Whether Pike’s latest comments indicate that Quintiles is about to unveil another deal is unclear, however, the comments do come just days after the firm was named as a possible future third alliance partner for Pfizer, behind Icon and Parexel, in a note from Jefferies analyst David Windley.

Discussions with Pfizer do point toward adding a third Alliance vendor. Important attributes include: nimbleness, flexibility, low cost, and Asian coverage. Q's strongest suit in this list is global coverage. Quintiles and QLabs is currently doing PFE work, but then so is inVentiv.

PPDI's new CEO is from PFE. So, penciling this work into Q's backlog already is hasty.

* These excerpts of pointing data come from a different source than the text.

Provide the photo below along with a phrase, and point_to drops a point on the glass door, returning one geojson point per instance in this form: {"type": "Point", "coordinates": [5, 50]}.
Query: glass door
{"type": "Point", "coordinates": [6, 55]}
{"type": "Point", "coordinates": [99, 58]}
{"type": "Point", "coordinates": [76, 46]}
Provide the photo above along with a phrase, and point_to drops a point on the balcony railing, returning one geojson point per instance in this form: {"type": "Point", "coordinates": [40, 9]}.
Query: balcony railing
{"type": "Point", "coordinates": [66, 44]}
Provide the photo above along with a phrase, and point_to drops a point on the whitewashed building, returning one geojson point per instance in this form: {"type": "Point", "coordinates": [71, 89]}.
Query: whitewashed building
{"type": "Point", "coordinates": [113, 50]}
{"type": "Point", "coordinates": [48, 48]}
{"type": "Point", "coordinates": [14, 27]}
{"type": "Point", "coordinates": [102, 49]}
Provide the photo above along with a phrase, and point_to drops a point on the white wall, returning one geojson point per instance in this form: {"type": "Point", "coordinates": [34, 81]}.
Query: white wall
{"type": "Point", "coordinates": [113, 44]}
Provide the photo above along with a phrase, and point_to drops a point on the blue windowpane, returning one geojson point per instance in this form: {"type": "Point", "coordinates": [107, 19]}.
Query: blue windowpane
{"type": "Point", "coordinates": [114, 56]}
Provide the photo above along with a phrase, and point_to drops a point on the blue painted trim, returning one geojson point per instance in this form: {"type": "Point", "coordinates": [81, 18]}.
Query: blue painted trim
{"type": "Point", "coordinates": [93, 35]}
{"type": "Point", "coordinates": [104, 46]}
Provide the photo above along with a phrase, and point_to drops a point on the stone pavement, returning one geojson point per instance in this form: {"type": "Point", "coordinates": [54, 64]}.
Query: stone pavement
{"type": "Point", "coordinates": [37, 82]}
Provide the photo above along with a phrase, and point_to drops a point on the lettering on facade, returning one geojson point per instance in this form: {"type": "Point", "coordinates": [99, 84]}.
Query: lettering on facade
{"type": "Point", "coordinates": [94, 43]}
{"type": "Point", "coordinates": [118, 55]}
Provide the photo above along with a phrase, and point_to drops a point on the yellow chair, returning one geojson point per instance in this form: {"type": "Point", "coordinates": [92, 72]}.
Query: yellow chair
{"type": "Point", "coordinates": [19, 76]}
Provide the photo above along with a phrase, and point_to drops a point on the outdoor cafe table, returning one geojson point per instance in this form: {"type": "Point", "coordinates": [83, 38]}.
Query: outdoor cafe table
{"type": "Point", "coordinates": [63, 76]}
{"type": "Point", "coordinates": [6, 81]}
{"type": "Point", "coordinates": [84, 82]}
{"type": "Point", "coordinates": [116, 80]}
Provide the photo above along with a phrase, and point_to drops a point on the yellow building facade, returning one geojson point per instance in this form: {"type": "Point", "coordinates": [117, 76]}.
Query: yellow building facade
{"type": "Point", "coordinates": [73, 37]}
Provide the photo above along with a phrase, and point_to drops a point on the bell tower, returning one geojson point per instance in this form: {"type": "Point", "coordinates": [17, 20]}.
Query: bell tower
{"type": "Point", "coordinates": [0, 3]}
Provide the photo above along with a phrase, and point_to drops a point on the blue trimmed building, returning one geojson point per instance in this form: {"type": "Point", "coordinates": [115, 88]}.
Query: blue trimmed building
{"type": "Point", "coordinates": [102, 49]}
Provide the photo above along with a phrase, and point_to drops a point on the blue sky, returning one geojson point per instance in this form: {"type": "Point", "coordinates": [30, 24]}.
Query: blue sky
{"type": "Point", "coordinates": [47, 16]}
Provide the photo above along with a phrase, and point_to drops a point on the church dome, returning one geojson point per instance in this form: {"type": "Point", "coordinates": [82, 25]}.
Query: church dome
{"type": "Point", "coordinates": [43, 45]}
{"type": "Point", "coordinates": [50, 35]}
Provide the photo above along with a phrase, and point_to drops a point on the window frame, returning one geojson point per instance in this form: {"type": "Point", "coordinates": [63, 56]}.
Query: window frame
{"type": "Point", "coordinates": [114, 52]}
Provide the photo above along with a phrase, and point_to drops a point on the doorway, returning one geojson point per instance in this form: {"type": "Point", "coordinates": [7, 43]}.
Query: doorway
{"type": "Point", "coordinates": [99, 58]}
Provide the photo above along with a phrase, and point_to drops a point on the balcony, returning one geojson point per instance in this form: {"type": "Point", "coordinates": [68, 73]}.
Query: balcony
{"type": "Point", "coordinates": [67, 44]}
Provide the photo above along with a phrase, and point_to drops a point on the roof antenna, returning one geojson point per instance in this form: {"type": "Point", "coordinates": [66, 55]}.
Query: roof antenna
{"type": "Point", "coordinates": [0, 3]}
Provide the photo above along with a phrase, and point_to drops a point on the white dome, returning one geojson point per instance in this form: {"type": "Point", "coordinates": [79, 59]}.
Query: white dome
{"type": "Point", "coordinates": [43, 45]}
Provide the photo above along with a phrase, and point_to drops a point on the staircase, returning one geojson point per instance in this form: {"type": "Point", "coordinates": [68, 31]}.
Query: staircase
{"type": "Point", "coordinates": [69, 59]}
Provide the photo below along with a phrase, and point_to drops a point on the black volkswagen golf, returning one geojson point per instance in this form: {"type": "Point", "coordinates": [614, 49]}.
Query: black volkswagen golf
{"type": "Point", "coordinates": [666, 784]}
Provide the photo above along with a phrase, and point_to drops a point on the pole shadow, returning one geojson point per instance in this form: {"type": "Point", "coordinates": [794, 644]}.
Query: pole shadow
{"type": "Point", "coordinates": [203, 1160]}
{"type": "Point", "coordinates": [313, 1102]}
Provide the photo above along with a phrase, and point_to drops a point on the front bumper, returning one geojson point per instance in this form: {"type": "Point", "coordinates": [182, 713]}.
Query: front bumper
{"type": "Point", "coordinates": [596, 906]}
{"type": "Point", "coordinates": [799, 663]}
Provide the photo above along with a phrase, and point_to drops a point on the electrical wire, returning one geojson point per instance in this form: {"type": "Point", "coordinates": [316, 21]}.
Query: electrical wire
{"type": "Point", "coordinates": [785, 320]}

Because Pfizer won't do "rescue" project transitions as it did with ICLR and PRXL, this revenue - whoever wins it - will ramp slowly,” Windley said.

Personalised meds

Personalised medicines will also be a big growth driver for Quintile according to Pike, who cited the firm’s 2011 acquisition of Advion and more recent purchase of Expression Analysis as key to tapping increasing market demand.

We are believes in applying personalised medicine, some call it precision medicine, with our customers to the clinical process,” he said, citing Quintiles’ collaboration with US Oncology on pre-profiling and its expression analysis team’s work on oncogene panels as examples.

[Personalised medicines] is an area that is crucial for us. With 40 to 50% of drugs in the pipeline having some kind of marker or genomic indication it is just critical that we are leaders there.”